Henderson had retired as ambassador to France on his 60th birthday on 1 April 1979, so his “retirement” had not lasted long. The reversion to a professional diplomat, albeit one dragged back from his ease, proved a notable success when in 1982 the Falklands War broke out. Henderson acted as an eloquent advocate of the British case in a sceptical America and found an easy and warm relationship with Ronald Reagan, who had become president in January 1981.
There are other “irregulars” I could mention. Peter Carrington himself was high commissioner in Canberra from 1956 to 1959, appointed at only 37 by Sir Anthony Eden; The Daily Telegraph called his “three years in Australia… some of the most successful of his career” and he was popular with the long-serving prime minister, Robert Menzies (1939-41, 1949-66). Christopher Soames, Churchill’s son-in-law and a Conservative cabinet minister under Harold Macmillan and Alec Douglas-Home, having lost his seat at Bedford in the 1966 general election, was appointed ambassador to France by Harold Wilson in 1968. He was what one historian called a “single issue ambassador”, chosen to use his reputation and connections to persuade the French government to drop its opposition to Britain’s application to the European Economic Community.
If there is a lesson is all of this, it is that appointing “political” outsiders to diplomatic posts is neither especially unusual, particularly in the case of the Washington embassy, nor necessarily damaging or unwise. Sometimes these positions are used negatively, to eliminate a rival like Halifax, or, more neutrally, to reward allies, like Llewellyn. More often, however, non-diplomats have been appointed to tackle major challenges.

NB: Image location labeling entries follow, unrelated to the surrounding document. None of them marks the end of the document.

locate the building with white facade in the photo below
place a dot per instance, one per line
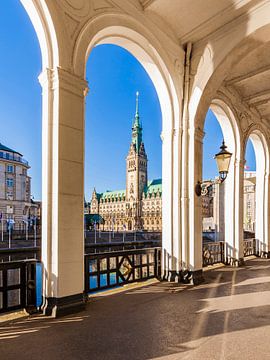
(139, 206)
(214, 203)
(16, 205)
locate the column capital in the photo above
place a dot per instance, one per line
(240, 163)
(61, 78)
(198, 134)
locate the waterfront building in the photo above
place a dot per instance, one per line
(139, 206)
(16, 205)
(213, 204)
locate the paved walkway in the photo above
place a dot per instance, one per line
(228, 317)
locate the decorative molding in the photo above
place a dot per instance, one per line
(69, 82)
(247, 76)
(76, 8)
(146, 3)
(257, 96)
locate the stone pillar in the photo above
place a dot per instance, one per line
(168, 260)
(193, 253)
(63, 191)
(239, 210)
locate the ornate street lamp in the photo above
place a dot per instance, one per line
(223, 159)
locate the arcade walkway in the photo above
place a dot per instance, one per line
(228, 317)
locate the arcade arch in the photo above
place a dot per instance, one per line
(262, 187)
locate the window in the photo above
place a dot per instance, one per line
(10, 168)
(9, 182)
(9, 195)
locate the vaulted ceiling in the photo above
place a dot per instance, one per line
(195, 20)
(192, 20)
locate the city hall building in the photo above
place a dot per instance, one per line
(15, 188)
(138, 207)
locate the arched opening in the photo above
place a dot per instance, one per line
(220, 201)
(138, 46)
(256, 192)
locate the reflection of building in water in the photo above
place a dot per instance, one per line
(213, 205)
(139, 206)
(249, 200)
(15, 188)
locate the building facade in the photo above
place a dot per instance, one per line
(16, 206)
(139, 206)
(213, 204)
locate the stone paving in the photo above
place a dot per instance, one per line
(227, 317)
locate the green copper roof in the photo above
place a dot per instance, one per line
(153, 187)
(137, 127)
(5, 148)
(90, 219)
(113, 194)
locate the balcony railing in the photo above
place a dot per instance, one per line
(18, 285)
(13, 157)
(213, 253)
(108, 270)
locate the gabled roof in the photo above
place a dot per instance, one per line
(5, 148)
(153, 186)
(113, 194)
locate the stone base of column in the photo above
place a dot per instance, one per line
(173, 276)
(241, 262)
(192, 277)
(57, 307)
(230, 261)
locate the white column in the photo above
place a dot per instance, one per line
(168, 262)
(239, 210)
(63, 190)
(194, 247)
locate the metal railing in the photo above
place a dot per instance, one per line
(250, 247)
(13, 157)
(108, 270)
(213, 253)
(18, 287)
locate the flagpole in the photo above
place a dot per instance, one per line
(9, 236)
(95, 232)
(2, 225)
(35, 233)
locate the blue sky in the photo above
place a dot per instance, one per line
(114, 77)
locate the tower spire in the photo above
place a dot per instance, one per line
(137, 128)
(137, 116)
(137, 103)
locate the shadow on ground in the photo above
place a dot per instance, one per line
(227, 317)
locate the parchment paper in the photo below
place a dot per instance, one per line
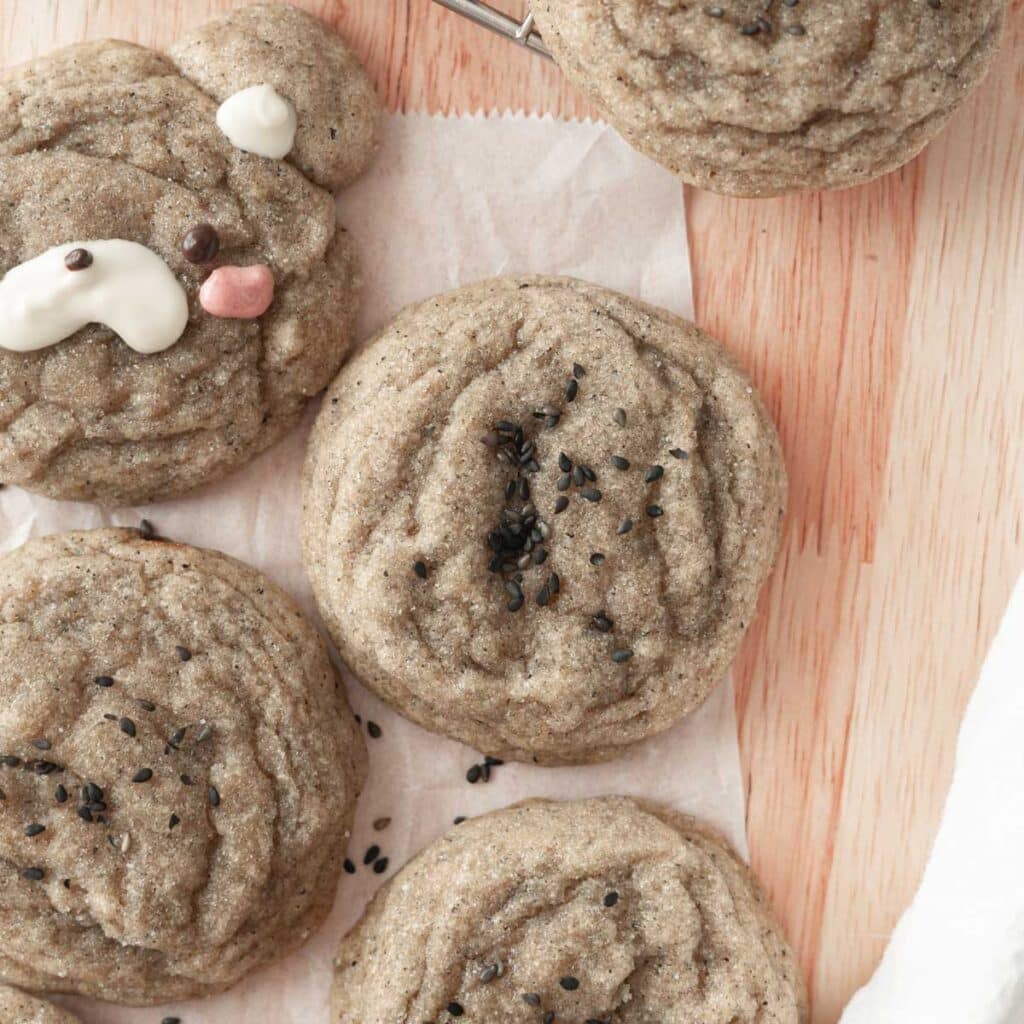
(449, 201)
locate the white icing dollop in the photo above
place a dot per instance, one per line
(259, 120)
(127, 287)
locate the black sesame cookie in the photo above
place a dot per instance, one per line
(750, 97)
(108, 140)
(178, 769)
(538, 515)
(19, 1008)
(604, 911)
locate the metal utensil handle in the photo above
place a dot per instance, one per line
(522, 32)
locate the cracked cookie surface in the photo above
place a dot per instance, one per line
(750, 98)
(538, 515)
(599, 910)
(178, 766)
(111, 140)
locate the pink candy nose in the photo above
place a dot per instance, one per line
(238, 292)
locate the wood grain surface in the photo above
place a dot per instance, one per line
(886, 326)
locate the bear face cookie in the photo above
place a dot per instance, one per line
(538, 515)
(174, 285)
(598, 910)
(178, 766)
(753, 98)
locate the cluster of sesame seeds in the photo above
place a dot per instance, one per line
(91, 807)
(495, 968)
(481, 772)
(761, 24)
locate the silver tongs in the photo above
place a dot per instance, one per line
(522, 32)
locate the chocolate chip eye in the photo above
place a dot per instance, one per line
(78, 259)
(201, 244)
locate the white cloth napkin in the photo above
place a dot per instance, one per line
(957, 954)
(449, 201)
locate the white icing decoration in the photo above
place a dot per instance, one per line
(128, 288)
(259, 120)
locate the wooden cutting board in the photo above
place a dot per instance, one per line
(886, 327)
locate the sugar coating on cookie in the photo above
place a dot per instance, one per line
(178, 764)
(113, 141)
(594, 910)
(19, 1008)
(750, 98)
(538, 515)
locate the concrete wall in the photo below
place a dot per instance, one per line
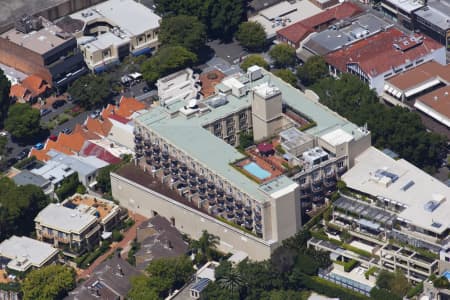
(145, 202)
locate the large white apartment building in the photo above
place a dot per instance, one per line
(188, 147)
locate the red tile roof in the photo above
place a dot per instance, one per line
(300, 30)
(376, 54)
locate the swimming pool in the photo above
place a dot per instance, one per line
(256, 171)
(446, 274)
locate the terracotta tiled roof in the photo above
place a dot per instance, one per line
(36, 85)
(300, 30)
(377, 54)
(438, 100)
(208, 84)
(128, 106)
(99, 127)
(420, 74)
(20, 92)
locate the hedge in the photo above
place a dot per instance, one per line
(330, 289)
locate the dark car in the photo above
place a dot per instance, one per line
(23, 154)
(66, 131)
(58, 103)
(45, 111)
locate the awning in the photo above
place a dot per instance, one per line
(422, 87)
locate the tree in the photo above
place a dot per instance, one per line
(232, 281)
(167, 60)
(251, 35)
(287, 76)
(221, 17)
(49, 282)
(283, 55)
(19, 205)
(313, 70)
(182, 30)
(23, 121)
(141, 290)
(5, 86)
(91, 91)
(252, 60)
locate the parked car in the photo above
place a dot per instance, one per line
(45, 111)
(39, 146)
(66, 131)
(58, 103)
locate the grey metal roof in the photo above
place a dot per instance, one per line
(26, 177)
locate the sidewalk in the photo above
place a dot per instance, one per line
(129, 236)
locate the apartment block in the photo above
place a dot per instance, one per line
(38, 46)
(188, 146)
(111, 30)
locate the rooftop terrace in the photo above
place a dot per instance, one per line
(180, 131)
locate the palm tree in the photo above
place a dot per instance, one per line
(231, 281)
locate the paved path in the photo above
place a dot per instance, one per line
(129, 236)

Whether it is Cromer being sent to Washington to explain the UK’s European policy or Lothian acting as a cheerleader for America becoming more involved in the war in Europe, prime ministers and governments have decided that it is necessary to go beyond the usual pool of candidates, and be seen to do so.
Making Farage ambassador to the United States—which, for clarity, I don’t think will happen—would be most akin to the appointment or Ormsby-Gore to penetrate the Kennedy White House. The difference, on which I may dwell elsewhere, is that Ormsby-Gore was a former minister and MP, and, although he had a strong bond with the Kennedy family, was never regarded as anything other than an advocate for British interests. Farage is essentially an ideological ally of Trump, an acolyte of the personality cult. That is something very different, and very much more worrying.